Behandlung nur für Privilegierte

Keinesfalls als Erfolgsgeschichte kann man allerdings die Verfügbarkeit der Medikamente für Menschen ansehen, die außerhalb der Industriestaaten leben. „Diese Segnungen der Medizin erhalten nur circa ein Drittel aller Patienten auf der Welt, die eine Therapie dringend benötigen“, so Brockmeyer. Unter anderem sorgen Patentrechte dafür, dass lebensnotwendige Medikamente vor allem in afrikanischen Ländern für Viele unerschwinglich bleiben. Mangelnde Aufklärung und sogar die teilweise Leugnung der Krankheit tragen ihr Übriges zur schlechten medizinischen Versorgung bei.

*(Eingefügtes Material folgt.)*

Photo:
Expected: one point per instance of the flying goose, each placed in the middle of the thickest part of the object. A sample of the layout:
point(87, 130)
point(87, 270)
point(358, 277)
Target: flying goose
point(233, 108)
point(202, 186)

Zu dieser Situation hat auch die katholische Kirche massiv beigetragen. Im Mai ließ der Vatikan in einem Artikel der Vatikanzeitung L‘Osservatore Romano verlauten, dass Kondome mitverantwortlich an der Verbreitung von AIDS seien, da der Gebrauch von Kondomen ein Gefühl von Sicherheit vermittle. Eine verbreitete Position in der katholischen Kirche, trotz minimalen Anpassungen der Glaubenssätze: Im November erklärte Papst Benedikt, in „begründeten Einzelfällen“ könne die Verwendung von Kondomen „ein erster Schritt“ sein – zum Beispiel für männliche Prostituierte. Grundsätzlich gilt für den Klerus die Doktrin aber weiter, Kondome trügen zu einer Banalisierung der Sexualität bei und seien keine moralische Lösung.

Gegen Diskriminierung, für Aufklärung

Immerhin berichtet die Bundeszentrale für gesundheitliche Aufklärung (BZgA), dass die überwiegende Mehrheit der deutschen Bevölkerung sich gegen eine Diskriminierung von Betroffenen ausspricht, wenn man sie direkt danach fragt. Die Studie „AIDS im öffentlichen Bewusstsein der Bundesrepublik Deutschland 2010“ gibt an, dass 96 Prozent der Bevölkerung es ablehnen, Menschen mit HIV und AIDS auszugrenzen.

In Bochum gibt es inzwischen seit einem Vierteljahrhundert eine Initiative, die sich mit dem Thema aktiv auseinandersetzt. Im September feiert die AIDS-Hilfe Bochum ihr 25-jähriges Jubiläum im Bahnhof Langedreer. Geschäftsführer Arne Kayser wertet es als Erfolg, dass die Aufklärungskampagnen zum Beispiel in Schulen durchaus ankommen. Trotzdem fühlten sich viele junge Menschen nicht direkt betroffen. „Es gibt eine Normalisierung und Verharmlosung der Lage, die mit den medizinischen Fortschritten zusammenhängt. Dabei sind die Infizierungen bei jungen Menschen in Relation zum Bevölkerungsanteil am häufigsten.“ Über Erfolge in Forschung und Gesellschaft zu berichten, sei natürlich richtig – gleichzeitig müssten aber auch die Bemühungen um Aufklärung und Prävention intensiviert werden. „Auch wenn die medizinischen Fortschritte immens sind, ist die Erkrankung weiterhin ein Stigma für die Betroffenen, das hört nicht auf.“ Diskriminierung im Berufs- und Alltagsleben sind nicht die einzigen Probleme, mit denen die Betroffenen zu kämpfen haben. Es komme in Einzelfällen sogar vor, dass selbst MedizinerInnen eigene Vorurteile und Ängste verhängnisvoll pflegen. So wurde im vergangenen Jahr zum Beispiel ein Fall in Essen bekannt, bei dem ein Zahnarzt sich weigerte, einen HIV-positiven Patienten zu behandeln.